Today is National Love Your Pet Day.  It is a time to reflect on the unique bond you have with your furry, feathered, hairy, scaled, or “other-ed” friends.  According to a survey from the American Pet Products Association, approximately 80 million U.S. households, or about two-thirds of all U.S. households, own some sort of pet (2015).  Many of these pet owners may be unaware of what could happen to those beloved pets if their household breaks up.

Traditionally, Georgia Courts treat pets like property. While pet owners might consider their cats and dogs to be their fur babies, under the law, animals are classified no differently than furniture, automobiles, or even plants when it comes to the division of property.  Even though these pets may have low market value, they do have significant emotional value, which is likely why there has been a steady rise in pet custody cases over the past several years (Source: The American Academy of Matrimonial Lawyers, 2014). However, the term “custody” is misleading, because under Georgia Law, it is really an ownership interest (and not custody) that the pet owners are fighting over.

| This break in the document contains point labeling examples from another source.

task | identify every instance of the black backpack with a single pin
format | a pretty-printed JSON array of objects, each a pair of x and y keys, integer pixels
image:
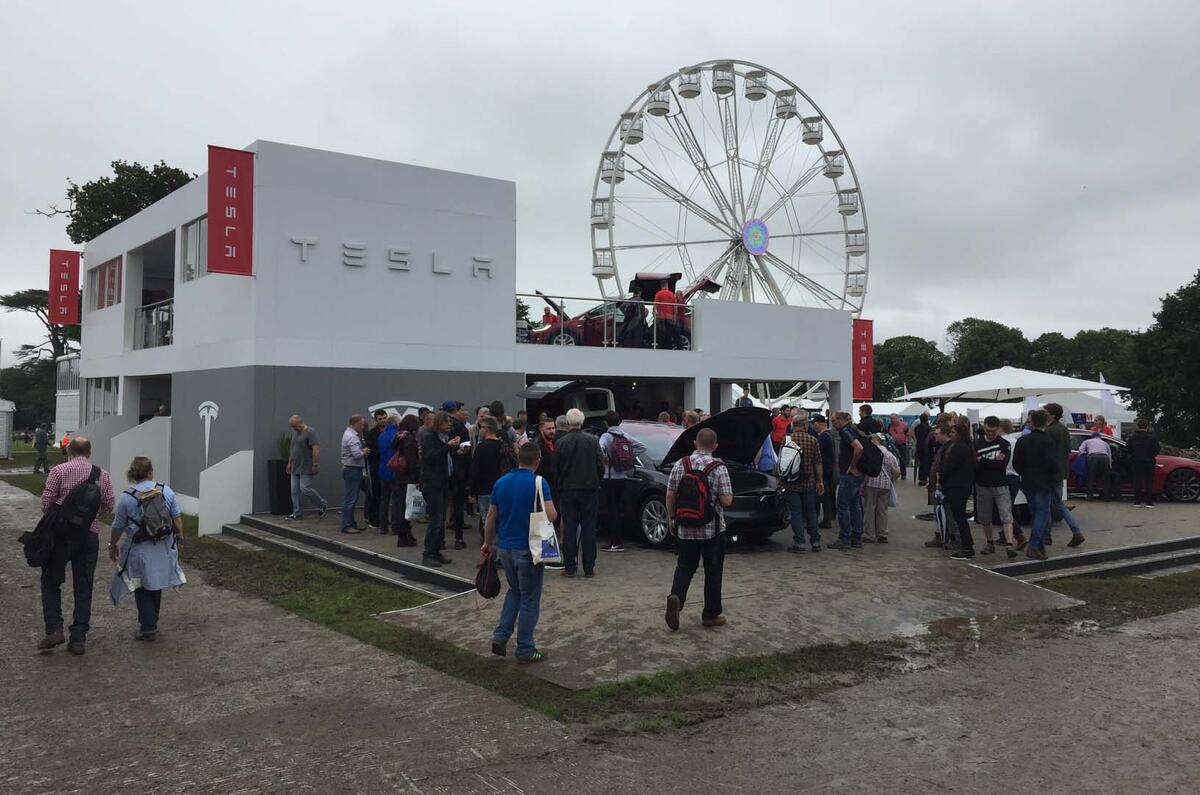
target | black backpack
[
  {"x": 870, "y": 462},
  {"x": 79, "y": 509},
  {"x": 694, "y": 496},
  {"x": 40, "y": 542}
]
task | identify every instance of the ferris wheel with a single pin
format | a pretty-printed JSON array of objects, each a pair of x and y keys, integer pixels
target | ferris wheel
[{"x": 725, "y": 171}]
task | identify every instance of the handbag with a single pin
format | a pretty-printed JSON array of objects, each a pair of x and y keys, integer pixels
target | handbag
[
  {"x": 487, "y": 579},
  {"x": 414, "y": 504},
  {"x": 543, "y": 541}
]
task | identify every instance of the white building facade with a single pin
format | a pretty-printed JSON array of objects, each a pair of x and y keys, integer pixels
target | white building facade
[{"x": 375, "y": 282}]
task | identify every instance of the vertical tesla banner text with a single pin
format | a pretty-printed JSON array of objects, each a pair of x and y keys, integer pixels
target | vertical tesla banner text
[
  {"x": 864, "y": 359},
  {"x": 231, "y": 210},
  {"x": 64, "y": 303}
]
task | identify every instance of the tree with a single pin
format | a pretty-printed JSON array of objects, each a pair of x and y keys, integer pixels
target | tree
[
  {"x": 1165, "y": 375},
  {"x": 31, "y": 386},
  {"x": 907, "y": 360},
  {"x": 978, "y": 346},
  {"x": 58, "y": 338},
  {"x": 102, "y": 203},
  {"x": 1053, "y": 352}
]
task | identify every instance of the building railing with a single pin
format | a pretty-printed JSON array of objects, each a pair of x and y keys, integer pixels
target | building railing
[
  {"x": 606, "y": 322},
  {"x": 154, "y": 324}
]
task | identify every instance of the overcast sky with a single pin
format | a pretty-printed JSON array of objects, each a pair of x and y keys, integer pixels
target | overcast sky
[{"x": 1030, "y": 162}]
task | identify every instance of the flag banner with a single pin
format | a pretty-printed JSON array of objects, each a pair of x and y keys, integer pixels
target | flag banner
[
  {"x": 863, "y": 356},
  {"x": 231, "y": 211},
  {"x": 64, "y": 300}
]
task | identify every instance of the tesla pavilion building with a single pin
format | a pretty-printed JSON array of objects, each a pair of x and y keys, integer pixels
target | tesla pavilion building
[{"x": 370, "y": 284}]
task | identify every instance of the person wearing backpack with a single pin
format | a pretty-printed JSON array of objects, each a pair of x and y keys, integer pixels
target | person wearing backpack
[
  {"x": 621, "y": 453},
  {"x": 148, "y": 562},
  {"x": 801, "y": 473},
  {"x": 697, "y": 494},
  {"x": 81, "y": 492}
]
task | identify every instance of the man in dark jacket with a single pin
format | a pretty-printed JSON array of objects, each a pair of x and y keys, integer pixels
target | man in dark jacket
[
  {"x": 579, "y": 467},
  {"x": 1035, "y": 458},
  {"x": 1143, "y": 449},
  {"x": 1061, "y": 438},
  {"x": 461, "y": 471},
  {"x": 375, "y": 489},
  {"x": 828, "y": 444},
  {"x": 437, "y": 444}
]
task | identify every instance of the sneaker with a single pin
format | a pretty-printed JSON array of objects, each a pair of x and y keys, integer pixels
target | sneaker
[
  {"x": 51, "y": 640},
  {"x": 673, "y": 607}
]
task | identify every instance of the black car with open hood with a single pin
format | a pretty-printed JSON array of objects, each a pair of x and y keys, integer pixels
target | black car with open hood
[{"x": 759, "y": 508}]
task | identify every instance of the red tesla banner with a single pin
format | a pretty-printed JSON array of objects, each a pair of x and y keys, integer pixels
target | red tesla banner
[
  {"x": 231, "y": 211},
  {"x": 864, "y": 359},
  {"x": 64, "y": 303}
]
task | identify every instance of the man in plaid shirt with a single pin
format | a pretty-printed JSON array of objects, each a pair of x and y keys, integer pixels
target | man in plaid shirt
[
  {"x": 59, "y": 484},
  {"x": 703, "y": 543},
  {"x": 803, "y": 494}
]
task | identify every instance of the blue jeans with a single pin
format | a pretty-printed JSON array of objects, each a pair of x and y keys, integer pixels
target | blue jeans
[
  {"x": 353, "y": 478},
  {"x": 803, "y": 506},
  {"x": 301, "y": 486},
  {"x": 850, "y": 509},
  {"x": 579, "y": 507},
  {"x": 1056, "y": 501},
  {"x": 148, "y": 609},
  {"x": 522, "y": 603},
  {"x": 1039, "y": 515}
]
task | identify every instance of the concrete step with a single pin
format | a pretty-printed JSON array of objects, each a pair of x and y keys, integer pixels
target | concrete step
[
  {"x": 433, "y": 579},
  {"x": 265, "y": 539},
  {"x": 1138, "y": 565},
  {"x": 1077, "y": 561}
]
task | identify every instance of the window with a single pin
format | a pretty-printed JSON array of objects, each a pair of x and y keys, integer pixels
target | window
[
  {"x": 100, "y": 399},
  {"x": 195, "y": 251},
  {"x": 105, "y": 284}
]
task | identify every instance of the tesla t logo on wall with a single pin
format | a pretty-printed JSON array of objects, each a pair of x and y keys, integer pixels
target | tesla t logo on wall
[
  {"x": 355, "y": 255},
  {"x": 208, "y": 412}
]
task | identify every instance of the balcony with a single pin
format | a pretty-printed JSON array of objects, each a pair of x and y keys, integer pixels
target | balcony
[
  {"x": 610, "y": 323},
  {"x": 154, "y": 324}
]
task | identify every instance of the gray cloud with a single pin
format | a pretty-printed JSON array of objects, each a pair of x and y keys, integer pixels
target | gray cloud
[{"x": 1032, "y": 162}]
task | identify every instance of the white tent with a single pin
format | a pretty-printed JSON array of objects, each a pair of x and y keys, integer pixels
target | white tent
[{"x": 1009, "y": 383}]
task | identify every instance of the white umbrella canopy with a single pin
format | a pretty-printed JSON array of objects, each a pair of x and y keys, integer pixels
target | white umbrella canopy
[{"x": 1008, "y": 383}]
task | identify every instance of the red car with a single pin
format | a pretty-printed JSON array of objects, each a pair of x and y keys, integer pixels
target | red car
[
  {"x": 1175, "y": 478},
  {"x": 625, "y": 323}
]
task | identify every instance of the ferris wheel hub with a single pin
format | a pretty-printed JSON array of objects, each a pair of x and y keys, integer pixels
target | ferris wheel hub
[{"x": 755, "y": 237}]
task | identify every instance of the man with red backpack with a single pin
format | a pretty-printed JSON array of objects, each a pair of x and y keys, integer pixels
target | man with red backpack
[
  {"x": 621, "y": 454},
  {"x": 697, "y": 494}
]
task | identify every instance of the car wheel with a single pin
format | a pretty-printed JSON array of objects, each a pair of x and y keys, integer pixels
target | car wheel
[
  {"x": 562, "y": 336},
  {"x": 1182, "y": 485},
  {"x": 653, "y": 518}
]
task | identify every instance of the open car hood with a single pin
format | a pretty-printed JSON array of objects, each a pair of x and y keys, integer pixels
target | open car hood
[{"x": 739, "y": 436}]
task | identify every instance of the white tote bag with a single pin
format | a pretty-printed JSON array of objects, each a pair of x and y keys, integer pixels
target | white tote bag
[{"x": 543, "y": 541}]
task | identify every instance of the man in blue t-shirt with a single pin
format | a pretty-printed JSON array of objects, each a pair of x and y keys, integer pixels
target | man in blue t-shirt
[{"x": 507, "y": 533}]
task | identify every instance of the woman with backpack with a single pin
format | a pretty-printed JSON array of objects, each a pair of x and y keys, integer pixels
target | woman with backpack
[{"x": 148, "y": 561}]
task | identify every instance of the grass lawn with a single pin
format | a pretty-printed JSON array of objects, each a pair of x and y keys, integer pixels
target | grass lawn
[{"x": 347, "y": 604}]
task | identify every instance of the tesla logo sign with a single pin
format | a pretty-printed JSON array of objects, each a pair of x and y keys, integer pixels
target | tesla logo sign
[{"x": 358, "y": 255}]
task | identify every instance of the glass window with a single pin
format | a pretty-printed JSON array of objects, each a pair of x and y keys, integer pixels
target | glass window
[
  {"x": 195, "y": 251},
  {"x": 105, "y": 284}
]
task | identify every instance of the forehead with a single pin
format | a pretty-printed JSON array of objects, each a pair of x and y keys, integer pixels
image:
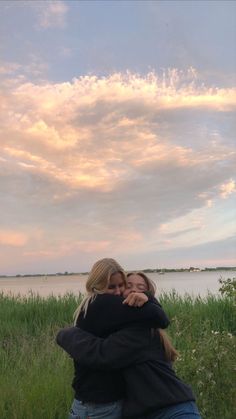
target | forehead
[
  {"x": 116, "y": 278},
  {"x": 136, "y": 279}
]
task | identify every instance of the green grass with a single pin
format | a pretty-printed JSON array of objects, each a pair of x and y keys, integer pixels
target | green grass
[{"x": 36, "y": 375}]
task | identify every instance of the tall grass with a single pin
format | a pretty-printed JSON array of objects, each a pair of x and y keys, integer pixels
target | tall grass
[{"x": 35, "y": 379}]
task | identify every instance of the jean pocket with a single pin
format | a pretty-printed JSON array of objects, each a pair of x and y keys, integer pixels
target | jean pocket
[{"x": 110, "y": 410}]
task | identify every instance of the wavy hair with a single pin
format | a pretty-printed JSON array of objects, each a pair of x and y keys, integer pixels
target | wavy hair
[
  {"x": 170, "y": 352},
  {"x": 98, "y": 281}
]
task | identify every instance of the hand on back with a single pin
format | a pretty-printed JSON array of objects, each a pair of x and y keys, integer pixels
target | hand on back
[{"x": 136, "y": 299}]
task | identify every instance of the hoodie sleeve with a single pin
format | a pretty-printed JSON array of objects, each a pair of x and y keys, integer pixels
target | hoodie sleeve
[{"x": 119, "y": 350}]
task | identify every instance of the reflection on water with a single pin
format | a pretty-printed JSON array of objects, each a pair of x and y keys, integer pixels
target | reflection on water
[{"x": 194, "y": 283}]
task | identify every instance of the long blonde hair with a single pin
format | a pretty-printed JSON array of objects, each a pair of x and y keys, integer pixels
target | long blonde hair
[
  {"x": 98, "y": 281},
  {"x": 170, "y": 352}
]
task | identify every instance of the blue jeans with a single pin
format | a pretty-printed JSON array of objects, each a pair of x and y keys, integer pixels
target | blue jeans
[
  {"x": 80, "y": 410},
  {"x": 187, "y": 410}
]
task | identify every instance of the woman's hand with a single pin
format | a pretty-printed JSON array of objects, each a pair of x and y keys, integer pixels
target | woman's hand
[{"x": 136, "y": 299}]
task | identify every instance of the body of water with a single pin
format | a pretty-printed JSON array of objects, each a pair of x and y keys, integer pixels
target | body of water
[{"x": 193, "y": 283}]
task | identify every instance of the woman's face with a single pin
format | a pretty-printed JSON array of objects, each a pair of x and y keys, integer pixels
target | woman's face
[
  {"x": 135, "y": 283},
  {"x": 117, "y": 285}
]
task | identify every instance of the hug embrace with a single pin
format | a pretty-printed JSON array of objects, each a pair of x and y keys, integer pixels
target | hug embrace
[{"x": 122, "y": 356}]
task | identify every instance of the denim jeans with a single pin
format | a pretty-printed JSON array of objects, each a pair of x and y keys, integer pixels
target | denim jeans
[
  {"x": 187, "y": 410},
  {"x": 81, "y": 410}
]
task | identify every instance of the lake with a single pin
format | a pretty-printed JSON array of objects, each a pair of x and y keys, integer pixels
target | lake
[{"x": 193, "y": 283}]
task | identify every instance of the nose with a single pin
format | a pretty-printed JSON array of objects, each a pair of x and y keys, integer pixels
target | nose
[{"x": 117, "y": 291}]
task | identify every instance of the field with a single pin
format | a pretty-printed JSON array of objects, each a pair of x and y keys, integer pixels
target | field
[{"x": 35, "y": 379}]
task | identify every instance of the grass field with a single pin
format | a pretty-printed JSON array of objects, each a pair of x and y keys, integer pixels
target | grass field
[{"x": 35, "y": 379}]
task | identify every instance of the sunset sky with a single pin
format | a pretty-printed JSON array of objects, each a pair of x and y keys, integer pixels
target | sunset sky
[{"x": 117, "y": 122}]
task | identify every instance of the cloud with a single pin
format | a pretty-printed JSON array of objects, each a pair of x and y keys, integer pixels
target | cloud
[
  {"x": 117, "y": 164},
  {"x": 12, "y": 238},
  {"x": 227, "y": 188}
]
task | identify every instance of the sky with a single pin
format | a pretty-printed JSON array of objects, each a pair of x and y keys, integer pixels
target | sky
[{"x": 117, "y": 134}]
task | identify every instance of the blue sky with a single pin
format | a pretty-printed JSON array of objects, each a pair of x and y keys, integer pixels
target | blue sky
[{"x": 118, "y": 134}]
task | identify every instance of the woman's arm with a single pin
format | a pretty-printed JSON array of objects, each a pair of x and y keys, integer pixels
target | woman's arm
[
  {"x": 107, "y": 314},
  {"x": 119, "y": 350}
]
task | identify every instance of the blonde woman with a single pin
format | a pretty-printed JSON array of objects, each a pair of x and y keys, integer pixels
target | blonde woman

For a couple who is entering a marriage and already owns pets, having a pet agreement in place beforehand can prevent potential arguments later.  A prenuptial agreement that addresses the current and/or future pets, or a postnuptial agreement addressing pets the couple has purchased or adopted after their marriage, can determine who will get the pets in the divorce. Some issues to consider when drafting this document are: whether you want full custody (“sole ownership”) or split custody (“joint ownership”) of the pets; and whether custody should reflect the pet’s favorite person or where the children will be residing.  If you share custody, the agreement should also address who will be responsible for training, feeding, grooming, exercise; and who pay for general items (ex: food, bedding, toys) and for medical expenses (ex: veterinary visits).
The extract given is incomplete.